Dia menjadi Ketua Dewan Pimpinan Cabang Gerakan Rakyat Indonesia Baru (DPC GRIB Jaya) Kota Tangerang Selatan untuk masa jabatan tahun 2024 hingga 2028.

Sebagaimana diambil dari Instagram @grib_jaya_dpc_tangsel, M Yani Tuanaya telah dipilih secara aklamasi untuk menjabat posisi pengganti ketua sebelumnya yaitu Marhadih.

Kini Marhadi telah dipercaya menjadi Sekretaris DPW Banten.
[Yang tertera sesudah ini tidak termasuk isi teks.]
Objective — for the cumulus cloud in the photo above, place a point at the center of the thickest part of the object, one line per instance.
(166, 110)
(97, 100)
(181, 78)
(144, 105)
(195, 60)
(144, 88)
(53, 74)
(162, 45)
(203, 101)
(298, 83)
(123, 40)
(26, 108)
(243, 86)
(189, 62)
Proses aklamasi ini disusul oleh semua anggota kepengurusan DPC GRIB Jaya Tangsel serta PAC GRIB dari wilayah Kecamatan Kota Tangerang Selatan. Acara tersebut dilaksanakan di rumah Marhadih pada tanggal 20 Februari 2024 kemarin.

Akun @grib_jaya_dpc_tangsel mengunggah foto M Yani Tuanaya bersama pendirinya GRIB Jaya Rosario de Marshall yang juga dikenal sebagai Hercules.

Modus yang digunakan

Kepala Bidang Hubungan Masyarakat Polda Metro Jaya, Kombes Ade Ary Syam Indradi mengakui bahwa mereka sudah menahan 17 individu, yang meliputi M Yani Tuanaya.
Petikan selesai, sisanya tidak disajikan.